Por Chyenne Tatum
Com o uso de IA se tornando cada vez mais normalizado em várias indústrias, não é surpresa vê-la integrada ao K-pop também. No último ano, os fãs ficaram bastante atentos aos visuais gerados por IA em diversos videoclipes de K-pop. Desde “Go” e “JUMP” do BLACKPINK, até “Adrenaline” do ATEEZ e “Crown” do EXO, videoclipes com assistência de IA viraram algo mais comum – e mais difícil de ignorar. Um dos grupos mais recentes a entrar nesse fenômeno é o P1Harmony, com seu último comeback para UNIQUE.
No dia 12 de março, o grupo da FNC Entertainment lançou seu mais recente EP, UNIQUE, com a faixa-título homônima.
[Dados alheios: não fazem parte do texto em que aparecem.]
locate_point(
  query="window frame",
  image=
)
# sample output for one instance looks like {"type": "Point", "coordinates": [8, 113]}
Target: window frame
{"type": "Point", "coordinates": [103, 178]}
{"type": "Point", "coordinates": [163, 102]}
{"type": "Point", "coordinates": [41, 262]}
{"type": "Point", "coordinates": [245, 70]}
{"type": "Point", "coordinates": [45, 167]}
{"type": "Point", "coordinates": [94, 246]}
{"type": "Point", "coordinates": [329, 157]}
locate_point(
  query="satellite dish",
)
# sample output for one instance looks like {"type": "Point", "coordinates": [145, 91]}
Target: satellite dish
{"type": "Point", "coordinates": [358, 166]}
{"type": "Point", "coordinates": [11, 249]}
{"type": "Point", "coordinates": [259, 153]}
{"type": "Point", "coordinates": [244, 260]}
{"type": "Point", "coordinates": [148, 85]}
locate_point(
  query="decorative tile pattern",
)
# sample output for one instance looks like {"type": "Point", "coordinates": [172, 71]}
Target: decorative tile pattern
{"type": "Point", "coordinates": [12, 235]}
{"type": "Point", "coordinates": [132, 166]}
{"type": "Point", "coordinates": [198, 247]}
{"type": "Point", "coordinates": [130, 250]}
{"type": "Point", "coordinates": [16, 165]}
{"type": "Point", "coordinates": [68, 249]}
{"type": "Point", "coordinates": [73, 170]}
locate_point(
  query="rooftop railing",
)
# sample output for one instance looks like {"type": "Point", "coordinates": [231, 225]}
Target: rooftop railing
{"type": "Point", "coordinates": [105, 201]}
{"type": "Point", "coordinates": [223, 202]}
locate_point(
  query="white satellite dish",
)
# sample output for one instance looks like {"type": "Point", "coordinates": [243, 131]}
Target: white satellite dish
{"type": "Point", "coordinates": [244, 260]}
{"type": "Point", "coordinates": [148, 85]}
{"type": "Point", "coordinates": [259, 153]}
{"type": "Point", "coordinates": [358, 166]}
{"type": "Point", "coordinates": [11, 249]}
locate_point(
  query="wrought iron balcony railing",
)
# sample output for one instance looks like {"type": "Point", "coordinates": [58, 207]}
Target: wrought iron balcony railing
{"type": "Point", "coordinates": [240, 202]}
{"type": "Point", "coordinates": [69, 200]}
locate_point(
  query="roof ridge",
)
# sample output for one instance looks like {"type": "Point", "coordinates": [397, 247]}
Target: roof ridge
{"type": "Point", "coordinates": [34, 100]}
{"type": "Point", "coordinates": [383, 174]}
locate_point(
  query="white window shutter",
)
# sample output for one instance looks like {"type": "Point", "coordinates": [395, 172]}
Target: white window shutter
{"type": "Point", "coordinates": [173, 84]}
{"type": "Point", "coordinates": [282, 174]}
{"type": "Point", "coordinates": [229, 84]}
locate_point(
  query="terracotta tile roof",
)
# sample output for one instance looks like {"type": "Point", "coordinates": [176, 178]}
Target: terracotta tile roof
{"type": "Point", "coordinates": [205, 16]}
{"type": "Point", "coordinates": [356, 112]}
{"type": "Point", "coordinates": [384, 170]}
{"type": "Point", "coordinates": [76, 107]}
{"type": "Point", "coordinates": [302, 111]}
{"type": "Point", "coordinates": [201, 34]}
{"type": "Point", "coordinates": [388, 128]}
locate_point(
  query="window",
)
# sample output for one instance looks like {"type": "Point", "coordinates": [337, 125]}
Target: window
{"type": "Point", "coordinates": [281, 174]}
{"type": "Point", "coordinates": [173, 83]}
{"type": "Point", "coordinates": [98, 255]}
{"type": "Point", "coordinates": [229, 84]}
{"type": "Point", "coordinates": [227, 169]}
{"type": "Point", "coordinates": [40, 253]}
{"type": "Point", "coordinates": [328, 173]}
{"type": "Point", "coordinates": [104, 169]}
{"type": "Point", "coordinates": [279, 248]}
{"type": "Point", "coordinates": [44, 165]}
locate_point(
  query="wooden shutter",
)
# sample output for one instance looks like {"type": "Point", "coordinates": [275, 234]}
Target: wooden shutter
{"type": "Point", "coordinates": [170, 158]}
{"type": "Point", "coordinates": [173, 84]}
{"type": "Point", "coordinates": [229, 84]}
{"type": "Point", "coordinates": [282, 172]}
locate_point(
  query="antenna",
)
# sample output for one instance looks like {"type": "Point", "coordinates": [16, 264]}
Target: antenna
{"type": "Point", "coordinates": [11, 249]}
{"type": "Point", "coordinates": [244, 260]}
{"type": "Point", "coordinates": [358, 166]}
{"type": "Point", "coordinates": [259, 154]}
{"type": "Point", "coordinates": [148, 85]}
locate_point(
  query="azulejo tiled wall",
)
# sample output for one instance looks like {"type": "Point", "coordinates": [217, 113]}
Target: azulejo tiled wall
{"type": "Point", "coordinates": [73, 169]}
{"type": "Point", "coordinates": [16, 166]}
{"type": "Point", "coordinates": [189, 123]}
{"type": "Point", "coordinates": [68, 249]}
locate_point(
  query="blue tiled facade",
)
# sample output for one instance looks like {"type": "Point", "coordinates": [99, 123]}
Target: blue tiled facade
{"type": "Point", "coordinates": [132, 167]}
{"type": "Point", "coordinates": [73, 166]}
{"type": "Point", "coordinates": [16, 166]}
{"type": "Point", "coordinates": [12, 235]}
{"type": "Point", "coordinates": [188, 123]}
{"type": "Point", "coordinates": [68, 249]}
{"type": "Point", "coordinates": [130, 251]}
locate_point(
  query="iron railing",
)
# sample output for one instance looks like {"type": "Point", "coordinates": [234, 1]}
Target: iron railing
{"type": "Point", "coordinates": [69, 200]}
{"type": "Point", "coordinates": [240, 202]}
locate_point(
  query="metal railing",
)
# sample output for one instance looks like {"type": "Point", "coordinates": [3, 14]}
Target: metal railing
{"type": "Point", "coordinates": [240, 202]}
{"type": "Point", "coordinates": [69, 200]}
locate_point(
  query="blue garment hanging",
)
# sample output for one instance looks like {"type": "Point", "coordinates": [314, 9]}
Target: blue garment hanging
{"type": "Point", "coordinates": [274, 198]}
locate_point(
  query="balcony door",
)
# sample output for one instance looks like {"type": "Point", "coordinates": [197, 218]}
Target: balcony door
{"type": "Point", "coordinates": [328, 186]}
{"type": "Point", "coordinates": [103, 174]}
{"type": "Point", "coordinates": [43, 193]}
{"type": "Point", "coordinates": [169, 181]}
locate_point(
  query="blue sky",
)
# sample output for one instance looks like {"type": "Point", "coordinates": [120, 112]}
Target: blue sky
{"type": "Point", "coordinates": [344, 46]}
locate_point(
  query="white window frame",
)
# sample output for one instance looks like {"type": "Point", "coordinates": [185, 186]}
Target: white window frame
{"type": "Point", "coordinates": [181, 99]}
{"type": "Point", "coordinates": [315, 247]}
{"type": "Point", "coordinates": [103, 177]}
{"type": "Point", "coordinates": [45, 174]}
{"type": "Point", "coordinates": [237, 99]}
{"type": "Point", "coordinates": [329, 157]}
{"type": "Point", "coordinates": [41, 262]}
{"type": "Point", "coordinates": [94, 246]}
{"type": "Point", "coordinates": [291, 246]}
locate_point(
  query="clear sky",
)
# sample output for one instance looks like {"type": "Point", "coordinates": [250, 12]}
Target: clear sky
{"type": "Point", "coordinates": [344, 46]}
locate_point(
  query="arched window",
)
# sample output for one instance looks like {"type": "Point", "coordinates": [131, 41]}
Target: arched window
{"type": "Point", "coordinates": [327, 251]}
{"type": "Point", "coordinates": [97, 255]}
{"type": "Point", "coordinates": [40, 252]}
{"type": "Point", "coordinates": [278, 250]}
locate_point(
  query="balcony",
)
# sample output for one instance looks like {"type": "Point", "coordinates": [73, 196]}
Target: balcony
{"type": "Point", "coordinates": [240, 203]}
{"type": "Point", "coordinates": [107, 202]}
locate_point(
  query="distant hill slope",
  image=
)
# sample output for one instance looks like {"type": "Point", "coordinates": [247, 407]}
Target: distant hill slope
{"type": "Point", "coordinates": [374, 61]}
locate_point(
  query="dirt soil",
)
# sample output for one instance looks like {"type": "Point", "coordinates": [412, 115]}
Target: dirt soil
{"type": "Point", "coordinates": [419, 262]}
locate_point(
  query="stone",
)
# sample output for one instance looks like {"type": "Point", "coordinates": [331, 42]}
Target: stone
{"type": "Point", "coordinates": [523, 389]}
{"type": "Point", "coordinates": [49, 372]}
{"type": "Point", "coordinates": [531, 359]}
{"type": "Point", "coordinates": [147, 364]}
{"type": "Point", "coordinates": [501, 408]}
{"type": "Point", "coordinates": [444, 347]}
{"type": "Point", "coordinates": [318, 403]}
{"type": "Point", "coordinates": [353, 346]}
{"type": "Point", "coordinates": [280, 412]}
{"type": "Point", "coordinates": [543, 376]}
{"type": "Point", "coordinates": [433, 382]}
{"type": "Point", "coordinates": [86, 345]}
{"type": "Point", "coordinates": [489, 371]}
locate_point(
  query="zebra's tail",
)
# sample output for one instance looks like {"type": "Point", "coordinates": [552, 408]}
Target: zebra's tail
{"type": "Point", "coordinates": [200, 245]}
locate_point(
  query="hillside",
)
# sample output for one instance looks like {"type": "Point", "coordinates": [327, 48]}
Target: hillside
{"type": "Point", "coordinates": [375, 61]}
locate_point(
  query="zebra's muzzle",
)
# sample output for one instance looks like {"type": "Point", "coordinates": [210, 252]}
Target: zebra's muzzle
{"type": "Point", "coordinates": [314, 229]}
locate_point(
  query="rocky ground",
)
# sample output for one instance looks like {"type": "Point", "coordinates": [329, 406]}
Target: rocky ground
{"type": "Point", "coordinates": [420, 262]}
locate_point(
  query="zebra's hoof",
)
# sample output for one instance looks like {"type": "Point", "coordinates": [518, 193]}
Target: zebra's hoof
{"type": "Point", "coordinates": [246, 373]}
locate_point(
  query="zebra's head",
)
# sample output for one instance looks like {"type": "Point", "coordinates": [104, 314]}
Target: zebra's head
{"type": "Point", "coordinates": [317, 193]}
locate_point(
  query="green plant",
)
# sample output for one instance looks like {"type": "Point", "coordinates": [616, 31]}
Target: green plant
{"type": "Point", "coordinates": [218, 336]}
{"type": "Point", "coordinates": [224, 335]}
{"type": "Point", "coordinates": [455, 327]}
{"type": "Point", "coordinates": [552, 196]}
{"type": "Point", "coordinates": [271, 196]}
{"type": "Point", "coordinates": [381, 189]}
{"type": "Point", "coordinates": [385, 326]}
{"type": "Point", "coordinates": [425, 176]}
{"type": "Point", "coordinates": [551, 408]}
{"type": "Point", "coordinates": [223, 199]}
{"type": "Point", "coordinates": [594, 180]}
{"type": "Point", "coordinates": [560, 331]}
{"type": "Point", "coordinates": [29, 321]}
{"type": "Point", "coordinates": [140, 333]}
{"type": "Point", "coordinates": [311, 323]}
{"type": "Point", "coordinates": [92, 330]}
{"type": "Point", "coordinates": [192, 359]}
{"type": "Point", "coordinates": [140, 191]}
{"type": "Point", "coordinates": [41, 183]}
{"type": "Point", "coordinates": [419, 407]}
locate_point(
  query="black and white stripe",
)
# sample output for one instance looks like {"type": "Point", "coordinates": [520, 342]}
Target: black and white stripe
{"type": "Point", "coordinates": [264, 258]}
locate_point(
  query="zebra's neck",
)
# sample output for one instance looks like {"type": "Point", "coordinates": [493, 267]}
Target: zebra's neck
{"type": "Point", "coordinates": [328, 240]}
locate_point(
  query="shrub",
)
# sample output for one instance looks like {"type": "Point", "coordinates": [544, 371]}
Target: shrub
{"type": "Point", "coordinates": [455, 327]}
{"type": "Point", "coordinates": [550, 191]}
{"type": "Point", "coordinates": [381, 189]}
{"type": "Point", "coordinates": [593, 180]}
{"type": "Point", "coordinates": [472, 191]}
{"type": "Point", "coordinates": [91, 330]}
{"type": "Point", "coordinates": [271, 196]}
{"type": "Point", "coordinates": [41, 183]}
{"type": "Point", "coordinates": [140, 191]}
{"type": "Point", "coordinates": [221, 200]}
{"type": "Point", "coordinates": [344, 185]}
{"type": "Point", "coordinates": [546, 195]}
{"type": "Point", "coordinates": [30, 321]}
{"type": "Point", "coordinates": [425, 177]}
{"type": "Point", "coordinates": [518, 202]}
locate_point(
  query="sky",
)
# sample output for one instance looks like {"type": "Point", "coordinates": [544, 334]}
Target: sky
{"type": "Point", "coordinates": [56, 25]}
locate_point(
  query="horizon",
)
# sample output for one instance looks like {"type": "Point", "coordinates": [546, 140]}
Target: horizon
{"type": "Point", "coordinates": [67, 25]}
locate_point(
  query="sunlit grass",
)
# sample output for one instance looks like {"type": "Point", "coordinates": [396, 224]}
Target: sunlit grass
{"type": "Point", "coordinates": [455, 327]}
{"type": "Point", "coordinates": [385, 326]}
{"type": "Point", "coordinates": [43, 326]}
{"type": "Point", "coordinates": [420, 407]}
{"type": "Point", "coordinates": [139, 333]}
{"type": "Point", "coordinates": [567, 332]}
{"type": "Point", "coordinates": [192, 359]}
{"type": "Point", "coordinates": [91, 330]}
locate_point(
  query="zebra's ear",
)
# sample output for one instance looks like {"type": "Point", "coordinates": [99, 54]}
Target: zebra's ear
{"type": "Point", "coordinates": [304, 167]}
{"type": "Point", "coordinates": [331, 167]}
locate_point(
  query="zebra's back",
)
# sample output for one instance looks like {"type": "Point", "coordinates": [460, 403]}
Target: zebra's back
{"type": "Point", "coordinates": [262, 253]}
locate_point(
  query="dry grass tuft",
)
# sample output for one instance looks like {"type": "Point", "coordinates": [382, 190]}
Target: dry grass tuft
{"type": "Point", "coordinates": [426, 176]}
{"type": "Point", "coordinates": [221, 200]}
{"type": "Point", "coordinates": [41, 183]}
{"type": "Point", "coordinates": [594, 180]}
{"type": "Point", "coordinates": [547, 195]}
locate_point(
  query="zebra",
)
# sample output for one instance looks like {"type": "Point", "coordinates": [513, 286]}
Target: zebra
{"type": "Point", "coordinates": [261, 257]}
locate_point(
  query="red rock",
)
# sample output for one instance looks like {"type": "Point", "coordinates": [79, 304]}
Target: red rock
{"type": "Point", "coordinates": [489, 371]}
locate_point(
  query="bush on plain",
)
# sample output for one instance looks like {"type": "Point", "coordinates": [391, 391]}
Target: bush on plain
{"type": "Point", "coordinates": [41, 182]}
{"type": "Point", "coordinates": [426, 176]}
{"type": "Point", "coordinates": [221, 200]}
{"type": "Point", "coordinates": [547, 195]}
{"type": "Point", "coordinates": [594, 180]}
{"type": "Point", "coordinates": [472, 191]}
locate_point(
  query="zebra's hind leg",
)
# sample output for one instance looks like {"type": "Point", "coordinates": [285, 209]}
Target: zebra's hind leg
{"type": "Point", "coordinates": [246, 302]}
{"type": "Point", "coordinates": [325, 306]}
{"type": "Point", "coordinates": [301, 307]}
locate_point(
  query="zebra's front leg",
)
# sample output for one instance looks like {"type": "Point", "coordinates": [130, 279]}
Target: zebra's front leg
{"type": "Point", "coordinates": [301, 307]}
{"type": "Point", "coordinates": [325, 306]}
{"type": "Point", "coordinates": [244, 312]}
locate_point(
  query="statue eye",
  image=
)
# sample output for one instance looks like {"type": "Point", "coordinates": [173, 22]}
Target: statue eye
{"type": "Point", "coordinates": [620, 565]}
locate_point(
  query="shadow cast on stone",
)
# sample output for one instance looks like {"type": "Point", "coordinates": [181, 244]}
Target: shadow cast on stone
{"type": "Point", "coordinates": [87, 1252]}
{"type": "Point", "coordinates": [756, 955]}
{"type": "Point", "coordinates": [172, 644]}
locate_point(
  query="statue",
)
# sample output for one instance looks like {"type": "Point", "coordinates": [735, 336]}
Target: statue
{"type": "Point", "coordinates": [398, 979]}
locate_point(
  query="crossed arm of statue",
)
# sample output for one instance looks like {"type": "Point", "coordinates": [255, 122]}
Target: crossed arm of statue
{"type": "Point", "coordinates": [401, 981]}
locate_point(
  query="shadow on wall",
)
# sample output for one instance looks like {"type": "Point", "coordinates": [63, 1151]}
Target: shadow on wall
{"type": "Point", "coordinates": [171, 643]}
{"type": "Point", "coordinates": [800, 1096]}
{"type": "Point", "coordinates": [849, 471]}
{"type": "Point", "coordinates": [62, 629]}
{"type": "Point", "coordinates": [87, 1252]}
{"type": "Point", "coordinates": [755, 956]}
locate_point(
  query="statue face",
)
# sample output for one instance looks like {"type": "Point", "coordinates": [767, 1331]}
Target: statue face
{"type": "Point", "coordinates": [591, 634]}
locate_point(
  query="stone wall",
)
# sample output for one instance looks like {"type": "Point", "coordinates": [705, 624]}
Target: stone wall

Com um novo estilo de funk brasileiro em “UNIQUE” e uma paleta visual aprimorada, o P1Harmony não está poupando esforços para elevar o nível. Do conceito do álbum ao grupo experimentando novos gêneros e estéticas, tudo parece maior e melhor nesta era, sinalizando mais uma mudança no crescimento geral do grupo.
Dirigido por Shin Yuji em colaboração com o estúdio criativo OBVIOUS, o videoclipe de “UNIQUE” exala estilo, força e atitude, destacando-se instantaneamente das produções anteriores do sexteto. Por mais impressionante que seja, os pequenos trechos de imagens geradas por IA mostrados ao longo do vídeo levantam algumas questões sobre para onde o K-pop tem ido (e para onde irá), com “UNIQUE” creditando vários especialistas em IA e oloid studio pela geração desses visuais.
Com numerosos vídeos de K-pop já repletos de transições por IA e efeitos questionáveis ao longo de suas durações, ficou bastante difícil assistir a um videoclipe e não se perguntar se houve artistas humanos e designers visuais trabalhando nesses projetos. No ritmo acelerado atual, entretanto, parece que a indústria está gradualmente acostumando seu público a aceitar isso como a nova norma. Embora ainda haja muitos fãs rápidos em criticar certas empresas por usarem IA para visuais e expressarem sua decepção, isso não parece levar a conversas de verdade sobre a ética de usar IA em vez de criativos humanos.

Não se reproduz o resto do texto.